Incentivo do governo é fundamental para propagar tecnologia
As vans da Phinia têm sido expostas no Parlamento Europeu, em simpósios em Viena e em eventos de montadoras e sistemistas a fim de que sejam testadas e chamem atenção para que os governos aprovem legislações que promovam esses tipos de veículos, para facilitar investimentos em P&D e estimular a introdução do hidrogênio nas matrizes energéticas desses países – semelhante ao que ocorreu no Senado recentemente, ao aprovar o hidrogênio como parte da matriz energética brasileira.

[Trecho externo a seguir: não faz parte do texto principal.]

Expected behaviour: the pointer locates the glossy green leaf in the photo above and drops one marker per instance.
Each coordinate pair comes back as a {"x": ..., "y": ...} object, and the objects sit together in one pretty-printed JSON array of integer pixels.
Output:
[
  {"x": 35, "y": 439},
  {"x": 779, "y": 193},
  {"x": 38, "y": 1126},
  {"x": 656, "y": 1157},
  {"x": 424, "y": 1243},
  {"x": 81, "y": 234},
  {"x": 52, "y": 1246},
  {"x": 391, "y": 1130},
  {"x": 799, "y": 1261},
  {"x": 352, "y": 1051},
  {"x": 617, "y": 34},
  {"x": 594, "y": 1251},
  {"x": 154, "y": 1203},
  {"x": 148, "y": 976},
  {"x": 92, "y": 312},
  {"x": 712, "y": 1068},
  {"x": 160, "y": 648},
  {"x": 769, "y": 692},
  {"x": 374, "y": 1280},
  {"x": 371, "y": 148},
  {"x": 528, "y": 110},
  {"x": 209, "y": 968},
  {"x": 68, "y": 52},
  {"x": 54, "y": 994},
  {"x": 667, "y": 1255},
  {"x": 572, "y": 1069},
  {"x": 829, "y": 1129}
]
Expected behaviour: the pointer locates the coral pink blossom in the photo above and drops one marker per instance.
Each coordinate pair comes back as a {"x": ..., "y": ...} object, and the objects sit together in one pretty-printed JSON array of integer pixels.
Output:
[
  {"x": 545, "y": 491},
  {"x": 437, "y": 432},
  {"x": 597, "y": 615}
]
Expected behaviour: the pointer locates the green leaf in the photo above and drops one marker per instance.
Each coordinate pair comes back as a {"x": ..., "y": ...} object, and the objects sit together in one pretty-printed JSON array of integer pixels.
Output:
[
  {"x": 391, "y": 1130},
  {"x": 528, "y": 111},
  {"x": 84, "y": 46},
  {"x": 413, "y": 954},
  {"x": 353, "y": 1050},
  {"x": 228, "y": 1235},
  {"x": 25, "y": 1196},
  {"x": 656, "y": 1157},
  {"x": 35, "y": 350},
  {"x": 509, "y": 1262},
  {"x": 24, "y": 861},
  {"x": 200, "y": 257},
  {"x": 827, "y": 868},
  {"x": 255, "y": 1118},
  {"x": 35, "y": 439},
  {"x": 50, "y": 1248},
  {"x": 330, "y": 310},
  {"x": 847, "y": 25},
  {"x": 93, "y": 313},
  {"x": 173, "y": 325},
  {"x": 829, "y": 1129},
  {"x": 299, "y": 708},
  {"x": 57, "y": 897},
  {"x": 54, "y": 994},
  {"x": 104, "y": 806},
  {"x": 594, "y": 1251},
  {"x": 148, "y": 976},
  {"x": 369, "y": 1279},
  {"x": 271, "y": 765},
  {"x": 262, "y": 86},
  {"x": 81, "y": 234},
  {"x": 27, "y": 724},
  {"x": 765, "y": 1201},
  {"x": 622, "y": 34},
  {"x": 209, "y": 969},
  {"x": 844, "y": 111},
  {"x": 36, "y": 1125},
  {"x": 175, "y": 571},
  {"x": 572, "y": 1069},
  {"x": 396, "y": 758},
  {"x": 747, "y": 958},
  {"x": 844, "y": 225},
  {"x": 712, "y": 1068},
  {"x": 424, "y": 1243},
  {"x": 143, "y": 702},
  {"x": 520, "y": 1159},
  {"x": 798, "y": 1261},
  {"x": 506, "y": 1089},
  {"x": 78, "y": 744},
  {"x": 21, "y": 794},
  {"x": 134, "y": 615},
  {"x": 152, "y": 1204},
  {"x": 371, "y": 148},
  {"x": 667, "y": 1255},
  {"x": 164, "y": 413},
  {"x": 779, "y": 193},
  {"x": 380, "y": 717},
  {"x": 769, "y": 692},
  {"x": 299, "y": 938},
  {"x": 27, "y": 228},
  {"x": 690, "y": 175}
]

O gerente de engenharia da Phinia considera que o governo, agora, precisará dispor de mecanismos para azeitar ambiente para as empresas trabalharem, em primeiro lugar, com a produção do hidrogênio: “Poderia reduzir pela metade ou na totalidade o imposto de importação de uma máquina, de um eletrolisador, que vai dissociar o hidrogênio da água, vindo da Suíça, até que seja fabricada uma dessas daqui a um tempo. Ou, então, metade das horas dos engenheiros que trabalham no avanço do tema poderia ser financiada com verba pública”.
Se por um lado o Brasil tem a vantagem natural de gerar eletricidade a partir de fontes renováveis por meio do vento ou do sol, o que favorece a eletrólise para a produção do hidrogênio verde, por outro essa atividade deverá se concentrar no Nordeste, ao passo que boa parte do consumo estará no Sudeste. A solução, de acordo com Passos, será transformar o hidrogênio em amônia e, assim, transportá-lo sem riscos. Mas, ao chegar ao destino, terá de ser dissociado mais uma vez, o que implica custos e requer incentivos.
Sobre se há alguma perspectiva de a Phinia trazer essa iniciativa ao Brasil o executivo disse que o ponto de partida é simples: o País abraçará a causa do veículo a hidrogênio, ainda que comece pela questão do reformador de etanol?
“Enquanto isso participamos de eventos para divulgar nossa tecnologia. E trabalhamos em colaboração com unidades com as quais empresa opera e em que o uso do hidrogênio está começando a ser disseminado.”
Como a Europa e os Estados Unidos estão focados apenas na descarbonização e na substituição de combustíveis de origem fóssil por outro menos poluente, de acordo com o executivo ainda não foi aventada a possibilidade de que esses veículos rodem com mais de um combustível, por exemplo, com o hidrogênio como segunda opção, ao lado do etanol, ou terceira, se considerarmos a gasolina. Passos entende que mais adiante, quando a tecnologia começar a se espalhar pelo mundo e ganhar as ruas no Brasil, é possível que haja esse tipo de desenvolvimento no País.